UF Tech Connect program awarded grant for starting technology companies

July 23, 2012

GAINESVILLE, Fla. — The University of Florida is the only university in the state and among only 10 universities in the region to receive a federal five-year grant this month to promote the formation of technology startup companies based on university research discoveries.

The U.S. Department of Commerce’s Economic Development Administration awarded $645,000, matched by the university over the next five years, to UF Tech Connect through its University Center Economic Development Program.

UF Tech Connect, an EDA University Center housed in the UF Office of Technology Licensing at the Florida Innovation Hub, assists in commercializing university research discoveries by helping create startup companies. During the last fiscal year, UF Tech Connect client companies created 230 new jobs and generated $180 million in private investment. The grant will allow the program to continue this work.

“Given the stiff competition for this grant, we are pleased that the EDA has decided to continue its support of our program,” said Jane Muir, director of UF Tech Connect, associate director of the UF Office of Technology Licensing and director of the Florida Innovation Hub at UF. “We’ve worked hard and collaborated with many partner organizations to create an innovation ecosystem in our state. This grant will help us build on the progress to date and further our goal of building a disaster-resistant innovation economy, creating jobs for Floridians.”

These grants “leverage university assets to promote American innovation and strengthen regional economic ecosystems,” the EDA said in its news release.
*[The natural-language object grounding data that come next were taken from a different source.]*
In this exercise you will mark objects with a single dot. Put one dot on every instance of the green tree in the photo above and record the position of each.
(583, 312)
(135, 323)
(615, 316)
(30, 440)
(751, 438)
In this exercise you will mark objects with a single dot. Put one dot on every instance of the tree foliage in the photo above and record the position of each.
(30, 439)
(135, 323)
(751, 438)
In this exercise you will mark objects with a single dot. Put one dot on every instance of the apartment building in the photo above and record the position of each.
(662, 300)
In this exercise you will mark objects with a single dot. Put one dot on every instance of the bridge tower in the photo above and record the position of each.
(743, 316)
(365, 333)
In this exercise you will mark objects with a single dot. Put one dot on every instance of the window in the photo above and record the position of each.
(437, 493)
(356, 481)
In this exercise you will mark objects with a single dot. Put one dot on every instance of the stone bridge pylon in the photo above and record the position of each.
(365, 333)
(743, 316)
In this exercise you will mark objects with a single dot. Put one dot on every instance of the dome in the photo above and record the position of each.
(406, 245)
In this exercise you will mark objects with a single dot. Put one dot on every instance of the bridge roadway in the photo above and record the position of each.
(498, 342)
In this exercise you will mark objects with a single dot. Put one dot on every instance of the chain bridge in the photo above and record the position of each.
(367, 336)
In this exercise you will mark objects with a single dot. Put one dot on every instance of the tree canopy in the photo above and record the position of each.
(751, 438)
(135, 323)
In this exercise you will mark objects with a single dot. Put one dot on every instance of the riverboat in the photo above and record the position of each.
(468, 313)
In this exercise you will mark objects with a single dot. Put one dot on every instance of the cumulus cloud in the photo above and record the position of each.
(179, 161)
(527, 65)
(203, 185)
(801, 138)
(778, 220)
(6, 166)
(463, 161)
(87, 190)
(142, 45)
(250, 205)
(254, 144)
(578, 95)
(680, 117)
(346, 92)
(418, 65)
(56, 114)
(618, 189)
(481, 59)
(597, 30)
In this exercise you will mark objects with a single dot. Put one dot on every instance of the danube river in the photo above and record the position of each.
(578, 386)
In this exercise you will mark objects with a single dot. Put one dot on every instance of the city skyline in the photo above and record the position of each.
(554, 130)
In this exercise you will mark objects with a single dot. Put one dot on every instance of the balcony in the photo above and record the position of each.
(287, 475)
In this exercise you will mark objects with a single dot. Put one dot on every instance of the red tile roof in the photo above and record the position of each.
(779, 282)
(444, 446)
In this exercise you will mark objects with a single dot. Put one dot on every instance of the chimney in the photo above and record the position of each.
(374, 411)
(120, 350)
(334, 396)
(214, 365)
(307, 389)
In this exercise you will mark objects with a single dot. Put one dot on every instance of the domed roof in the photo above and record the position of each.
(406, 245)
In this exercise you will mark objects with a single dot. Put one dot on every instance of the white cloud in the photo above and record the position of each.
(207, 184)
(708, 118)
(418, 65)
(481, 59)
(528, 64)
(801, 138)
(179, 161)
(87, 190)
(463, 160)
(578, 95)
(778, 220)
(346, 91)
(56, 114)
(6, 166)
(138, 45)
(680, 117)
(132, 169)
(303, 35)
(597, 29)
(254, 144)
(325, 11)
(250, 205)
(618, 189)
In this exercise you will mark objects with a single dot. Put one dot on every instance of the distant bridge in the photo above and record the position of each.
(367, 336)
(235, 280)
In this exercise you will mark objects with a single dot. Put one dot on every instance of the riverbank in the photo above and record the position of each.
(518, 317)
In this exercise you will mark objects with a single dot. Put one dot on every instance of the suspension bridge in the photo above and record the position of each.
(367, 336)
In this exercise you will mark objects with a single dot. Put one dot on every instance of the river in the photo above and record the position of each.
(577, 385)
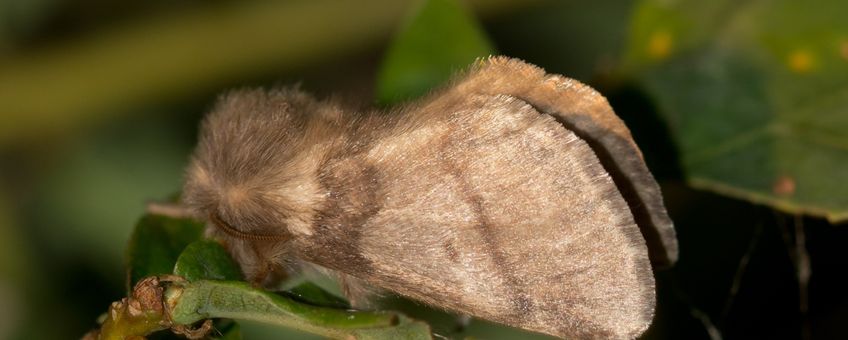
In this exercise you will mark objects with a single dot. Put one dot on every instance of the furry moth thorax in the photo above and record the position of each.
(511, 195)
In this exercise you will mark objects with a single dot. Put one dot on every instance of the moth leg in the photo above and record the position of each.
(357, 292)
(267, 274)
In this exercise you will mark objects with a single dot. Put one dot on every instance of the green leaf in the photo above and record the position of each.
(439, 40)
(206, 260)
(227, 330)
(312, 294)
(754, 94)
(156, 243)
(199, 300)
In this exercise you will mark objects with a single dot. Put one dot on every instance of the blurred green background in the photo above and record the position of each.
(740, 107)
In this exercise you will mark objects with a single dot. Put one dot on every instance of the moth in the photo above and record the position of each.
(510, 195)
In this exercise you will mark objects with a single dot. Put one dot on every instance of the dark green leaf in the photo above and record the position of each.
(156, 243)
(206, 260)
(754, 94)
(195, 301)
(312, 294)
(441, 39)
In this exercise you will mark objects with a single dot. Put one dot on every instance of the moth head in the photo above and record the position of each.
(250, 176)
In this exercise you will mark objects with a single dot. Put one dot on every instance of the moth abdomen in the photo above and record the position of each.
(509, 196)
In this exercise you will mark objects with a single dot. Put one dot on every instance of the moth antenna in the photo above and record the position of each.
(233, 232)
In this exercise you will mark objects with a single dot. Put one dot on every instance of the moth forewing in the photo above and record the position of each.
(470, 200)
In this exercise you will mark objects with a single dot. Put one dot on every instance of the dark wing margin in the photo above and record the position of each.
(495, 210)
(584, 111)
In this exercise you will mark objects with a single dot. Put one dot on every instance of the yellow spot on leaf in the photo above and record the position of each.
(659, 45)
(784, 186)
(800, 61)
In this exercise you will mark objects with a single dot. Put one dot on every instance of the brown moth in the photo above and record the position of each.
(511, 195)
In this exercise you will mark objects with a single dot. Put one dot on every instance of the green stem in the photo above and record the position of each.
(192, 302)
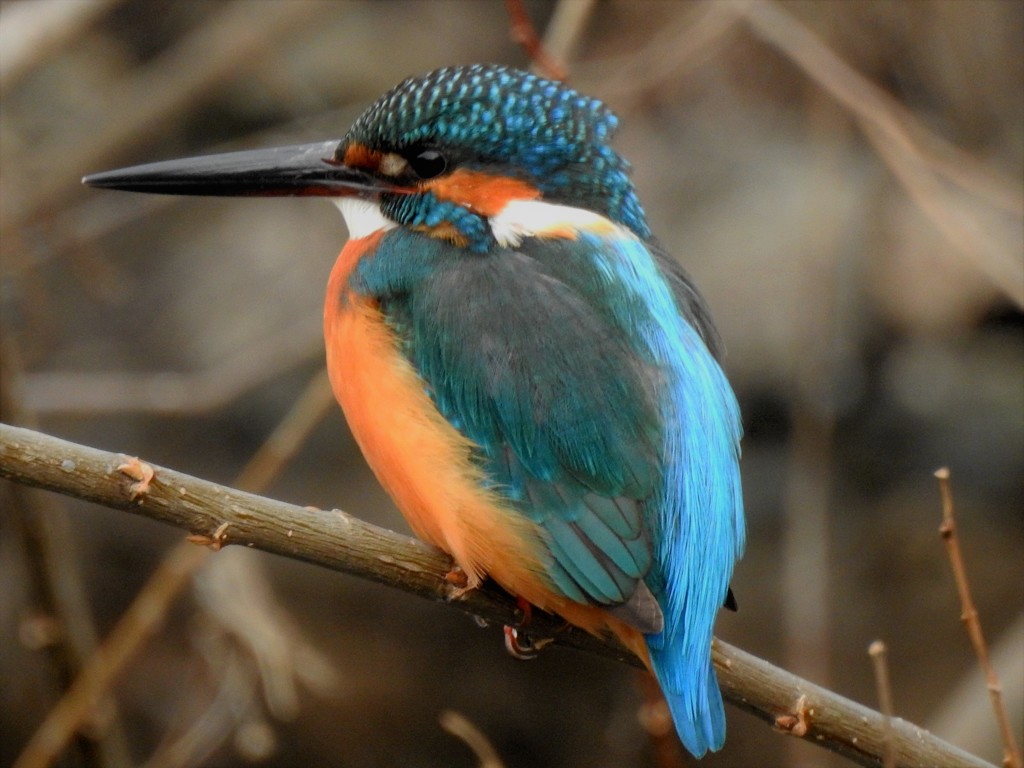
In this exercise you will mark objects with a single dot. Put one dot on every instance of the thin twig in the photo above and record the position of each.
(460, 727)
(343, 543)
(907, 144)
(969, 614)
(879, 654)
(54, 572)
(136, 625)
(523, 33)
(145, 614)
(566, 27)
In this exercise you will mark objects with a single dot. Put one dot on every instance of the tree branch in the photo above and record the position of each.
(343, 543)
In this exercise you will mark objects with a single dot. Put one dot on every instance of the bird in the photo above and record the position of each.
(532, 378)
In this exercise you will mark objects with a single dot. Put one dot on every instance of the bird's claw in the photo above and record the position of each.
(522, 647)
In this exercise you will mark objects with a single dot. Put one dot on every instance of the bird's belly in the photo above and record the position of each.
(422, 461)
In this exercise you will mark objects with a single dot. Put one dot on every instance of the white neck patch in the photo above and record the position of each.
(535, 218)
(363, 217)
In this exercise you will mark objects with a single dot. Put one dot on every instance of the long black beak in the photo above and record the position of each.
(301, 170)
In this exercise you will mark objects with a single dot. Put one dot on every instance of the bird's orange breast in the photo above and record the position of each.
(425, 464)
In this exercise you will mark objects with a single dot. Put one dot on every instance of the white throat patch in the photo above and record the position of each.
(535, 218)
(363, 217)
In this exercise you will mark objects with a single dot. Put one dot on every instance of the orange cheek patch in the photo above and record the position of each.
(360, 156)
(481, 193)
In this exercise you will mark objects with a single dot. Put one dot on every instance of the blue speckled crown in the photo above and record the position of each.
(539, 129)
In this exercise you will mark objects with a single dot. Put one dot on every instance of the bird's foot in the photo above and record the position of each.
(525, 611)
(516, 642)
(461, 582)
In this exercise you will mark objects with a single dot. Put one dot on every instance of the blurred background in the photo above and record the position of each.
(843, 180)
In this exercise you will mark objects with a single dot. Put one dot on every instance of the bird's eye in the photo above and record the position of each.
(428, 164)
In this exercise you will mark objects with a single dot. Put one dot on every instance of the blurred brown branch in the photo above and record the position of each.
(343, 543)
(978, 209)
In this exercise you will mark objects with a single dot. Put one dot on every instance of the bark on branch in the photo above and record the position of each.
(343, 543)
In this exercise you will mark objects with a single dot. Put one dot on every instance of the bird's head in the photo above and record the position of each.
(444, 154)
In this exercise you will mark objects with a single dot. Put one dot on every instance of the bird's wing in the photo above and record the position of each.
(522, 352)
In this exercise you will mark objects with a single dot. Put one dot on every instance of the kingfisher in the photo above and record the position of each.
(534, 380)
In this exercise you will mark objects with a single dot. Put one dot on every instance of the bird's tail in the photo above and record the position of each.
(693, 696)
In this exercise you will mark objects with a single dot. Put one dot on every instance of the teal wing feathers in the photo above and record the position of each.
(520, 353)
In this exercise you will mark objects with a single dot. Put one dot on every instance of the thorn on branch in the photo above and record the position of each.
(140, 472)
(214, 541)
(798, 722)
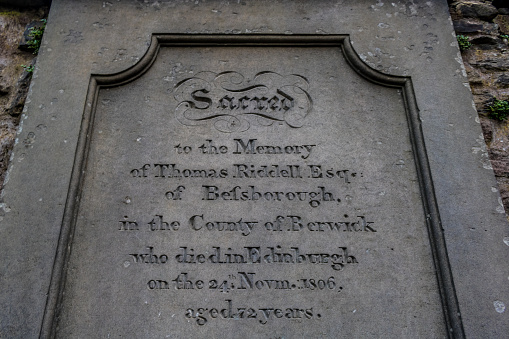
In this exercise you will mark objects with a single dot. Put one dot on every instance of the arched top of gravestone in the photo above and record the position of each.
(176, 40)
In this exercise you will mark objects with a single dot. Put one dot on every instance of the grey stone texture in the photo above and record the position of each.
(85, 197)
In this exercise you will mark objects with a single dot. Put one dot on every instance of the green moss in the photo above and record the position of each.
(463, 42)
(10, 13)
(499, 109)
(36, 37)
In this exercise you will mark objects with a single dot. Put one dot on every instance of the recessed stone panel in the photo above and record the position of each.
(239, 189)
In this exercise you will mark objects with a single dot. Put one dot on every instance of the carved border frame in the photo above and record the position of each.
(444, 276)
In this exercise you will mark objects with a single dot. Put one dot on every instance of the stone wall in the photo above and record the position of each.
(486, 62)
(14, 80)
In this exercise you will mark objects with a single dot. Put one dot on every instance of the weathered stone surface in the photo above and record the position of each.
(477, 10)
(503, 22)
(13, 80)
(25, 3)
(463, 26)
(149, 147)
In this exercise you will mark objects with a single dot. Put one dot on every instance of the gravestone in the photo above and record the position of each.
(251, 169)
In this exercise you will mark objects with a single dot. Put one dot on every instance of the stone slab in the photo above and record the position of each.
(267, 169)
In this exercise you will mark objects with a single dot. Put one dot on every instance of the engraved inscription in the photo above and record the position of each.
(231, 103)
(252, 208)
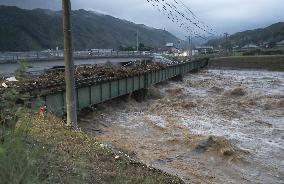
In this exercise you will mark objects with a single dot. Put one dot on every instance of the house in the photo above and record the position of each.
(249, 47)
(204, 49)
(280, 44)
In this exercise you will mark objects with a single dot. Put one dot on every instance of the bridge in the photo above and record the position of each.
(40, 61)
(95, 91)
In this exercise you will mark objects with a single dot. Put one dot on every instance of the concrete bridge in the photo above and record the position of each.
(40, 61)
(98, 91)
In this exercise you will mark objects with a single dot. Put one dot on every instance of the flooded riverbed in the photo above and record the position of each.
(216, 126)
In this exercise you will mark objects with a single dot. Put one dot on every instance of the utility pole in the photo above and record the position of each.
(226, 44)
(137, 41)
(71, 100)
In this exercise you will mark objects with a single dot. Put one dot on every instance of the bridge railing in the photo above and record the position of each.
(101, 91)
(16, 56)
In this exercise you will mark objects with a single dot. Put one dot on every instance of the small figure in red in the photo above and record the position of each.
(43, 111)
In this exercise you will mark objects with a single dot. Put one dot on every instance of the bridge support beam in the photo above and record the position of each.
(177, 78)
(140, 95)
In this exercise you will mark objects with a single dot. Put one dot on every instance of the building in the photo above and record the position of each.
(249, 47)
(280, 44)
(205, 49)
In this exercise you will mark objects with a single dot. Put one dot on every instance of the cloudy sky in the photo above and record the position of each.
(222, 15)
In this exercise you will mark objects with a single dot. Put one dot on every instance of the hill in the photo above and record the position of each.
(38, 29)
(273, 33)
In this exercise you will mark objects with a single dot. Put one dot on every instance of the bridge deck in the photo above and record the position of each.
(107, 90)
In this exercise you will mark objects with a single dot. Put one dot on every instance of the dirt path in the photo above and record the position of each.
(214, 127)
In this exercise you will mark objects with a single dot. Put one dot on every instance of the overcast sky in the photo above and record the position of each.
(222, 15)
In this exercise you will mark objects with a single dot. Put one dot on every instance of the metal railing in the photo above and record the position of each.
(57, 55)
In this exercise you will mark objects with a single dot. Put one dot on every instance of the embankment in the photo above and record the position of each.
(271, 63)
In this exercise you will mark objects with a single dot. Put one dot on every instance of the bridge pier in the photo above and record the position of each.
(178, 78)
(139, 95)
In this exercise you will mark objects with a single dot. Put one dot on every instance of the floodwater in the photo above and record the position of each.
(8, 69)
(216, 126)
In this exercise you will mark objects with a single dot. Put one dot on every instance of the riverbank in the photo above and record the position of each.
(53, 153)
(270, 63)
(217, 126)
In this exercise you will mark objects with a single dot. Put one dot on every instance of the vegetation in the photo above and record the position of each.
(269, 35)
(25, 30)
(264, 52)
(36, 149)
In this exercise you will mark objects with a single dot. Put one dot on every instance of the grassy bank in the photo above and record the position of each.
(272, 63)
(47, 152)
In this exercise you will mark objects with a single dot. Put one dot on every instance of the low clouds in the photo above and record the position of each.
(223, 15)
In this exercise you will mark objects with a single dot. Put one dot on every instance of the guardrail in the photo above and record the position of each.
(101, 91)
(58, 55)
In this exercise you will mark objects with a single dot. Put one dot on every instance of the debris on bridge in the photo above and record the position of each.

As a partner with UF’s Office of Technology Licensing, UF Tech Connect accelerates regional and statewide economic growth by assisting technology-based companies in commercializing inventions in medicine, biotechnology, engineering, health, information systems, and other fields. UF receives an average of 300 invention disclosures a year on more than $600 million in research, generating more than a third of the state’s new inventions and the majority of all university startups in the state. In the past decade, this partnership has helped launch more than 140 startup companies, garnering more than $800 million in private investment, and creating more than 1,200 jobs.

“We are fortunate to have this strong partnership with EDA. It has enabled us to provide resources and assistance that many tech transfer offices cannot,” said David Day, director of the UF Office of Technology Licensing. “We look forward to our continued partnership with EDA in leveraging university discoveries to start new technology companies that are creating jobs.”

UF has partnered with EDA on several grant opportunities over the past several decades, including the 2009 grant for $8.2 million that funded the construction of the Florida Innovation Hub at UF. This unique business incubator opened in October 2011 as the first building in Innovation Square, a 12-acre science-and-technology community halfway between UF’s campus and downtown Gainesville. The 48,000-square-foot Innovation Hub houses UF Tech Connect; the Office of Technology Licensing; 24 technology-based startup companies; several service providers such as accountants, attorneys, product designers and venture capitalists; and other organizations that have access to state-of-the-art labs and office space, and, most importantly, programs and events that foster the “creative collision” of people and ideas.